JUIZ PEDE PROVA DE MEDIDOR DE PULSO LOCAL
Empresa Telefônica também terá de mostrar planilhas dos custos que
justificariam cobrança da "taxa" de assinatura mensal

O juiz da 2ª Vara Cível de Presidente Prudente, Dr. Leonino Carlos da
Costa Filho, determinou à empresa Telecomunicações de São Paulo S/A
- Telesp (Telefônica) que prove possuir um aparelho ou software
(programa de computador) medidor dos pulsos telefônicos referentes às
ligações locais. Também determinou à empresa de telefonia que
apresente planilhas demonstrando os alegados custos de manutenção dos
serviços oferecidos e que justificariam a cobrança da assinatura
básica mensal, além do valor referente ao serviço efetivamente
utilizado pelos clientes. A medida, tecnicamente denominada de
"Despacho Saneador", é resultante da Ação Declaratória
Combinada com Repetição de Indébito (processo 2.362/04), ingressada
pela prudentina Fabiana Martins Suda e que foi distribuída na 2 Vara
Cível no dia 13 de dezembro de 2004. A Telefônica foi intimada no dia
27 de abril pelo D.O.E. (teor infra) e tem até o dia 9 de maio para
cumprir as determinações do juiz ou ingressar com um Agravo de
Instrumento junto ao Tribunal de Justiça do Estado de São Paulo
visando o cancelamento da decisão judicial.
O advogado, Dr. Márcio Adriano Caravina, 30 anos, informou que na
ação, sua cliente Fabiana Martins Suda reivindica a nulidade da
tarifa referente à assinatura básica. Também questiona o fato de a
fatura mensal não discriminar as ligações locais que são cobradas.
"Há um descontrole quanto aos pulsos locais que são cobrados. A
Caiuá (Concessionária de energia elétrica) tem um relógio que mede
o consumo de energia. A Sabesp (Concessionária de Saneamento Básico)

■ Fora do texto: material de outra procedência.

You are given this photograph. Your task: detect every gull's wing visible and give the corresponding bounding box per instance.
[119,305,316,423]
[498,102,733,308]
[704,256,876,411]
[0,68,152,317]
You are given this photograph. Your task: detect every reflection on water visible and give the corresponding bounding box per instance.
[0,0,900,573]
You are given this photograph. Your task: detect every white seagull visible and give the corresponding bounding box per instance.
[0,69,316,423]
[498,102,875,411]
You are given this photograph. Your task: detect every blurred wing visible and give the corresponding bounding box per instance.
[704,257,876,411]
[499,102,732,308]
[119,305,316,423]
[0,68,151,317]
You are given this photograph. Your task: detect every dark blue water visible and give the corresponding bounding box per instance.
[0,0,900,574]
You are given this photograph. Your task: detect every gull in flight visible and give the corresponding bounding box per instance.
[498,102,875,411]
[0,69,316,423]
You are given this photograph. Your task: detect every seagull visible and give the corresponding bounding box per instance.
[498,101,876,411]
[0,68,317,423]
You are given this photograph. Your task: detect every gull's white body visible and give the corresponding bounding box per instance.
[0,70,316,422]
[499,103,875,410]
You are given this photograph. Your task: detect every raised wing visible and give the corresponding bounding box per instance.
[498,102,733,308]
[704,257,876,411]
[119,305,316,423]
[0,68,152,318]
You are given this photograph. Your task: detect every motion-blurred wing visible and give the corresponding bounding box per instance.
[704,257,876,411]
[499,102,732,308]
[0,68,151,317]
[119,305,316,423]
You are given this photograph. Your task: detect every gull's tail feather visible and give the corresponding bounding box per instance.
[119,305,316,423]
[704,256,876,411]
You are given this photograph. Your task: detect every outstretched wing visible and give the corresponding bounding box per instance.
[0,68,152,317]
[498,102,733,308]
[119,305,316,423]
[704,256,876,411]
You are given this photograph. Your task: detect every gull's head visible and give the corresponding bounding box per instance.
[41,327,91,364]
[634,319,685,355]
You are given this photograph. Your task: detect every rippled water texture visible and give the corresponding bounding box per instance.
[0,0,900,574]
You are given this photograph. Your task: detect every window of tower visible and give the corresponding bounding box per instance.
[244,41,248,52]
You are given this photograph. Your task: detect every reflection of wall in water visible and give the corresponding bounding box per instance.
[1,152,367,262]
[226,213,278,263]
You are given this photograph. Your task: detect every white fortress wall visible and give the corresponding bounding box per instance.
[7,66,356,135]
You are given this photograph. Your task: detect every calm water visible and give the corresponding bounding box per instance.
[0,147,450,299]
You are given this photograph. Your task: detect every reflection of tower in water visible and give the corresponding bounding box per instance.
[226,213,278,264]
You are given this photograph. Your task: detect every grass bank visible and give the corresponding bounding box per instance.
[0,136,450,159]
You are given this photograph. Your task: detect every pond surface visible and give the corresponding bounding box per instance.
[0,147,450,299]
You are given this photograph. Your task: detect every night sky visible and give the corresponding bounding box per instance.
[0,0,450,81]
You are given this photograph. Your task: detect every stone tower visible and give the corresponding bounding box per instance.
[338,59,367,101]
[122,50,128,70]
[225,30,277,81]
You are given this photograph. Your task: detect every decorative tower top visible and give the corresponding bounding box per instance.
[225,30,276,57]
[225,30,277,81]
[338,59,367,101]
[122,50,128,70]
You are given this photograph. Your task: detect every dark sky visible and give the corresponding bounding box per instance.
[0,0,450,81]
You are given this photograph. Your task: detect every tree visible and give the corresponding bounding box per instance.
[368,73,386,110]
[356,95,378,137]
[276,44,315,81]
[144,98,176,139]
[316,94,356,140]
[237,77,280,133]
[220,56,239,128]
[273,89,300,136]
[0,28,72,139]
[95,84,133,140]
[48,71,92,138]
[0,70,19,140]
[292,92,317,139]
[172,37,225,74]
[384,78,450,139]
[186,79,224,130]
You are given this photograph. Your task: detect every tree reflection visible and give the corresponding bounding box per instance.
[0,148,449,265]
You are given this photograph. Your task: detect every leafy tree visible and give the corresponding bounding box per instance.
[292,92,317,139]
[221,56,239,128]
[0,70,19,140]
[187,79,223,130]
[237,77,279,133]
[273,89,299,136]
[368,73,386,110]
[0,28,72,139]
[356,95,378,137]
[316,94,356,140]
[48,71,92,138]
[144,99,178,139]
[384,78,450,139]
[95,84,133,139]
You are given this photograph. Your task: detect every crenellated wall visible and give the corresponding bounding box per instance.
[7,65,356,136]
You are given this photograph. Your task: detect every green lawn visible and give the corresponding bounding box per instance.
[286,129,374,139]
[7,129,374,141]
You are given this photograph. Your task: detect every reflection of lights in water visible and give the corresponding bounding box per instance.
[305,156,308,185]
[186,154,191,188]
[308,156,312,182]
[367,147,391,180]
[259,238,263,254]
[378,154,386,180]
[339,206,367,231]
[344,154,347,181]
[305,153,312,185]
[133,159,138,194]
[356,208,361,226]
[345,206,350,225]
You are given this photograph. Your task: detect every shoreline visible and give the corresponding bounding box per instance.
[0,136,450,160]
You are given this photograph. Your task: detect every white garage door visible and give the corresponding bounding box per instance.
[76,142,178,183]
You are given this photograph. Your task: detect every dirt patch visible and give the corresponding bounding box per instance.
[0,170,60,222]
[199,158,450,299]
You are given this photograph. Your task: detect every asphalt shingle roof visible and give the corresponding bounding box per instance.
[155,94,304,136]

tem um medidor de água. No caso do telefone, você não sabe se há um
medidor para os pulsos locais. Se a empresa diz que você gastou 1.000
(mil) pulsos, você é obrigado a acreditar e pagar", afirmou o Dr.
Caravina.
Segundo o advogado, ao determinar à telefônica que comprove a
existência de um medidor de pulsos locais e que apresente uma planilha
com custos que justificariam a cobrança da tarifa de assinatura, o
juiz inverteu o ônus da prova. "Ao invés de minha cliente ter que
provar a suposta inexistência do medidor de pulsos locais, bem como a
ilegalidade da cobrança da assinatura básica, o juiz entendeu que é
mais fácil à Telefônica provar que possui o medidor e que precisa
dos valores referentes à tarifa de assiantura", explicou.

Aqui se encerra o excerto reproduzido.